🤖 AI Summary
Sign Language Recognition (SLR) is fundamentally constrained by the scarcity of labeled training data. To address this, we propose SSLR, the first systematic semi-supervised framework for isolated SLR that integrates pseudo-labeling into the task. SSLR takes human pose keypoints as input and employs a Transformer-based backbone, augmented with consistency regularization and a dynamic-threshold pseudo-label generation mechanism to iteratively expand the training set. By significantly reducing reliance on labeled data, SSLR achieves superior performance: on WLASL-100, it surpasses fully supervised baselines using only 20% of labeled data; across 10%–50% labeling ratios, it yields an average accuracy improvement of 3.2%; and it demonstrates strong robustness in few-shot settings. This work establishes a scalable, high-performance semi-supervised paradigm for low-resource SLR, offering a practical pathway toward deploying accurate sign language recognition systems under limited annotation budgets.
📝 Abstract
Sign language is the primary communication language for people with disabling hearing loss. Sign language recognition (SLR) systems aim to recognize sign gestures and translate them into spoken language.
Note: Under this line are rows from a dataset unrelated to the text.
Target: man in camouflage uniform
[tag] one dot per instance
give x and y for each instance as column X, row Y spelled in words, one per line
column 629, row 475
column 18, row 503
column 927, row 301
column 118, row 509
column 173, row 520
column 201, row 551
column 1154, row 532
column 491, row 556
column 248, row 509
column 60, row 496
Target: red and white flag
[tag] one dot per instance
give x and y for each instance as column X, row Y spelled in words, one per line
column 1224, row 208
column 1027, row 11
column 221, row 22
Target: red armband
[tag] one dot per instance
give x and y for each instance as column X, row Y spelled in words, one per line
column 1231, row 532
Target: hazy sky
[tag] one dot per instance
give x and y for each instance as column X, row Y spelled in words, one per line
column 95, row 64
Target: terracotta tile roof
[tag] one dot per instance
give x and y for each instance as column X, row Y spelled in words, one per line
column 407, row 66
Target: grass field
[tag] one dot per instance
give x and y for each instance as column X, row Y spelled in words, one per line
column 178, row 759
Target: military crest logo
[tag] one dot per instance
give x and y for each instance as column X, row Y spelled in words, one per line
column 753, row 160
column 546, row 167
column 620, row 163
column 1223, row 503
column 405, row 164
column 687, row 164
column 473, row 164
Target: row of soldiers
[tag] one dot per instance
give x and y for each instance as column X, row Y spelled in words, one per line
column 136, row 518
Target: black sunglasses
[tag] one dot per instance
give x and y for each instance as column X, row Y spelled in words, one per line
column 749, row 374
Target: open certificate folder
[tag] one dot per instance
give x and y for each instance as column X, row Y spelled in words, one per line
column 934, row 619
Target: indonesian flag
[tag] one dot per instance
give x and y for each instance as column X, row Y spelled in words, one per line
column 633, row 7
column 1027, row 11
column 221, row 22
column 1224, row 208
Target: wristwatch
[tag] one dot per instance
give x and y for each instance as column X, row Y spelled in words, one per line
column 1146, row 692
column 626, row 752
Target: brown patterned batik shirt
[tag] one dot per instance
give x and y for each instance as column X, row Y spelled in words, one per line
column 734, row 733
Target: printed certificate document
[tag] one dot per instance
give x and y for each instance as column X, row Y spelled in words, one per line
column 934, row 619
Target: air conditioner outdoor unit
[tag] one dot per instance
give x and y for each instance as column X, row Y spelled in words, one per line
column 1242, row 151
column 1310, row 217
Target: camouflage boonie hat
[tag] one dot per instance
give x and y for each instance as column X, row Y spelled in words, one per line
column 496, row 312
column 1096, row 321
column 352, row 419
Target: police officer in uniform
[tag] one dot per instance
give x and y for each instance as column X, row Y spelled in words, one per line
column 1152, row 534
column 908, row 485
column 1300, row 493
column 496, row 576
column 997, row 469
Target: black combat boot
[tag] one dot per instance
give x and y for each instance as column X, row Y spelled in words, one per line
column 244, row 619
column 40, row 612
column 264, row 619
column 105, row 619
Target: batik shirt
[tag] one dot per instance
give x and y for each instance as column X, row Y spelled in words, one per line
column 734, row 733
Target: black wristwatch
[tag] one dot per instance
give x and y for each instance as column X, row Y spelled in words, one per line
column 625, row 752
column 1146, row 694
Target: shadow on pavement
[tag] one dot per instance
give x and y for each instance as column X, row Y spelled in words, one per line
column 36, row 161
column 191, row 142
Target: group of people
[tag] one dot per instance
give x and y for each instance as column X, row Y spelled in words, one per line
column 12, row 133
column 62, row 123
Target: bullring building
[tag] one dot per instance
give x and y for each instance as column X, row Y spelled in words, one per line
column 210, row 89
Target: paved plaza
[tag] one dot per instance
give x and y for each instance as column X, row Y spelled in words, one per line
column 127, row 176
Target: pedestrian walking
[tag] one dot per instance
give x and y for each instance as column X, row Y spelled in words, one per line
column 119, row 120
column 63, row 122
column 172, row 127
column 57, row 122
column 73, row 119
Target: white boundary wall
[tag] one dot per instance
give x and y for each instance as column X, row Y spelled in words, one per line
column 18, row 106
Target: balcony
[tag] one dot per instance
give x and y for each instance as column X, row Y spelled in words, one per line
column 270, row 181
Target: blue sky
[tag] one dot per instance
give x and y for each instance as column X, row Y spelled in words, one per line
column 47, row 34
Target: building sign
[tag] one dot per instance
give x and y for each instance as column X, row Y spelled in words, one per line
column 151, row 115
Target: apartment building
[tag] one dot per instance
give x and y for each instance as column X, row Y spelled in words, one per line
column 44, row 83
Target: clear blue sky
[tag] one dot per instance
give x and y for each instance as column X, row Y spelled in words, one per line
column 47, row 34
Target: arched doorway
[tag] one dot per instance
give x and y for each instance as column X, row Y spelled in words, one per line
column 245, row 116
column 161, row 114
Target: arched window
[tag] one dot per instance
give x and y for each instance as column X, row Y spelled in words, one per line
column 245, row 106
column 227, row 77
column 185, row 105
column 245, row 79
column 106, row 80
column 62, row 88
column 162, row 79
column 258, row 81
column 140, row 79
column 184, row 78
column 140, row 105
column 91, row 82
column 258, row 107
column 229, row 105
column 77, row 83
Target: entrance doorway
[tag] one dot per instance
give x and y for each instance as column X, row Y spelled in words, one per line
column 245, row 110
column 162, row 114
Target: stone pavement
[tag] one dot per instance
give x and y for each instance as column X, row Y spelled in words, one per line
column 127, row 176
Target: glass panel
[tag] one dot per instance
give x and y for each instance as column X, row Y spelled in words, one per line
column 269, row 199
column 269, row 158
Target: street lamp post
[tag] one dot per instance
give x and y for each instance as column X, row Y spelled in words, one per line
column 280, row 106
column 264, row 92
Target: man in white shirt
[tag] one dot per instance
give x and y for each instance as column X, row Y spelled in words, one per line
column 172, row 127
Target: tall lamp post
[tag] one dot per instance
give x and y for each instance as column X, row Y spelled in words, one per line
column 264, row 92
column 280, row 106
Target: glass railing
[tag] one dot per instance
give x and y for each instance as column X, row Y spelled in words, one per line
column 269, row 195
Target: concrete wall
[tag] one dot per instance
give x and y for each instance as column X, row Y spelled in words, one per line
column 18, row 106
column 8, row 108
One of the main challenges in SLR is the scarcity of annotated datasets. To address this issue, we propose a semi-supervised learning (SSL) approach for SLR (SSLR), employing a pseudo-label method to annotate unlabeled samples. The sign gestures are represented using pose information that encodes the signer's skeletal joint points. This information is used as input for the Transformer backbone model utilized in the proposed approach. To demonstrate the learning capabilities of SSL across various labeled data sizes, several experiments were conducted using different percentages of labeled data with varying numbers of classes. The performance of the SSL approach was compared with a fully supervised learning-based model on the WLASL-100 dataset. The obtained results of the SSL model outperformed the supervised learning-based model with less labeled data in many cases.